Kegiatan kolaboratif ini bertujuan memperluas ruang dialektika kritis dan pemahaman historis mengenai bagaimana memori kekerasan membentuk ketegangan, identitas, serta rasa nasionalisme dalam sejarah. Melalui pembedahan karya ilmiah ini, para penyelenggara bermaksud menghadirkan akses literasi sejarah yang objektif dan bernas bagi publik. Penyelenggara meyakini bahwa pendidikan sejarah yang kritis tidak boleh berhenti di dalam ruang kelas, melainkan harus menjangkau komunitas luas melalui forum-forum diskusi terbuka.
Dalam pelaksanaannya, panitia menerapkan metode diskusi panel berbasis ulasan kritis (critical book review) dan dialog interaktif dua arah. Arif Subekti memaparkan metodologi riset serta kedalaman temuan sejarah yang tertuang dalam bukunya, sementara Katharine E. McGregor dan Ardeti Jeni Abdilla memberikan analisis pembanding dari kacamata historiografi serta konteks sosial-politik di Indonesia. Pendekatan dialogis ini mendorong para peserta untuk membedah dinamika narasi sejarah secara aktif dan partisipatif sepanjang sesi acara.
Diskusi yang berjalan bernas ini membuahkan hasil konkret berupa peningkatan wawasan kritis peserta terhadap isu-isu historiografi kekerasan dan identitas nasional. “Pembedahan memori sejarah yang kritis seperti ini sangat krusial untuk melatih ketajaman analisis generasi muda agar mereka mampu memahami kompleksitas pembentukan identitas bangsa secara objektif,” tegas Arif Subekti di sela-sela sesi penyampaiannya. Selain itu, kolaborasi multi-pihak ini sukses mempererat kerja sama jejaring antara universitas, penerbit independen, serta komunitas literasi lokal di Malang Raya.
Pelaksanaan agenda akademik ini memberikan kontribusi nyata terhadap pencapaian target Sustainable Development Goals (SDGs). Kegiatan ini menyokong SDG 4 (Pendidikan Berkualitas) melalui penyediaan ruang belajar kontekstual dan edukasi kritis berbasis riset sejarah terpercaya bagi masyarakat luas.
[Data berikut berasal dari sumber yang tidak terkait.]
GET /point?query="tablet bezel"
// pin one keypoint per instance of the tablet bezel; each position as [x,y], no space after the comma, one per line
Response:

Di samping itu, sinergi ini merefleksikan implementasi SDG 17 (Kemitraan untuk Mencapai Tujuan) yang ditunjukkan lewat kolaborasi multipihak yang solid antara lembaga perguruan tinggi, unit perpustakaan, industri penerbitan, dan komunitas literasi lokal.
Kendati demikian, tantangan utama pasca-diskusi ini terletak pada keberlanjutan tradisi baca dan kajian kritis terhadap isu-isu kebudayaan dan sejarah di tingkat mahasiswa agar tidak berhenti pada satu momen seremoni saja. Mengantisipasi hal tersebut, Departemen Sejarah FIS UM merekomendasikan pembentukan forum kajian literasi rutin bersama komunitas mitra serta penerbitan ulasan buku berkala di media akademik. Langkah taktis ini dinilai sangat penting untuk merawat iklim akademik yang inklusif sekaligus memperkuat tradisi literasi berkelanjutan di lingkungan kampus dan masyarakat.